The Devil’s Hyperactive Hate Child!
Siaskal – Jatenentolpen Thejin Review + Stream

Welcome, metalheads! Bludgeon and hack, Al Necro’s back! This time we have a ghastly brew of blackened death metal insanity, courtesy of underground Chilean band, Siaskal, with their fiery EP, Jatenentolpen Thejin. Holy water won’t work on this hellacious beast. The album is comparable to the devil’s hyperactive lovechild with Lilith, all rage and intensity. Oh holy house of horrors, you’d soon say, listening to stuff like this. Take your inverted crucifixes and march into the twilight in a blaze of glory, razing Churches and raising ghouls from their graves.

Siaskal go hyper, then slow down for a fill-in, then blastbeat your eardrums into submission.
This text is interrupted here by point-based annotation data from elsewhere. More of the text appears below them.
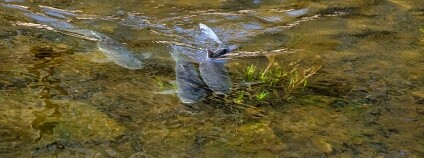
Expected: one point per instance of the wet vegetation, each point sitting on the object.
(274, 81)
(362, 98)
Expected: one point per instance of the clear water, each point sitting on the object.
(60, 98)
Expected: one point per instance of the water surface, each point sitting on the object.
(59, 96)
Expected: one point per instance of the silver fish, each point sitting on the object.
(216, 76)
(190, 86)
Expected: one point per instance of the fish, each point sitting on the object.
(115, 51)
(190, 88)
(216, 76)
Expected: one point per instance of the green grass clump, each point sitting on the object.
(283, 82)
(262, 95)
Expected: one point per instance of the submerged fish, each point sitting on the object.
(114, 50)
(190, 86)
(214, 75)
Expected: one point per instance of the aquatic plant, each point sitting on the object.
(240, 97)
(261, 95)
(283, 81)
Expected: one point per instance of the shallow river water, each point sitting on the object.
(61, 97)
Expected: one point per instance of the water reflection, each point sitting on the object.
(114, 51)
The vocal vomits are no joke, just steady, and as blasphemous as a black mass. The songwriting isn’t really nuanced, going for all-out brutality above all else. The riffs aren’t dirgy, or superdowntuned. One can hear the riffs clearly, as they sound like a hybrid of first wave black metal and 90’s death metal ala Incantation. There’s definitely some Incantation-style to the playing, besides the tremolo riffs that accompany the blastfests.

The drummer doesn’t spare double-bass kicks, or hold back during fill-ins. Turned up, the beats sound like rocks rolling down the hillside into town.

Looking at the cover, I expected some raw black metal, but was completely mistaken. The material on this album would slay played live, and I am certainly excited to hear more from this promising band in the future. This band should make some noise in the underground.

Riffs going a million miles an hour, JT is still anti-technical. The sixth-string worship makes up most of the lead work, with tremolo riffs to bridge sections where they transition into other riffs. This is not a stanza, bridge, chorus, stanza structured record.

It’s hard to feel jaded about this album, even though the style isn’t new. The album makes efficient use of the short runtime, blowing apart the recording studio in under fifteen minutes or so.

Yes, the album is brutal, but the licks sound rather catchy, even though the songs flow more than showcase tight structure. The riffs don’t just sear, they do so with style, helped with melody reserved for descants with the devil.

There are no intros or ballads. No interludes featuring incompetent rituals. Fans who like bestial black/death/thrash from South America should appreciate the Incantation influence here. Bang your heads, metalheads, or as they say, it’s off with them!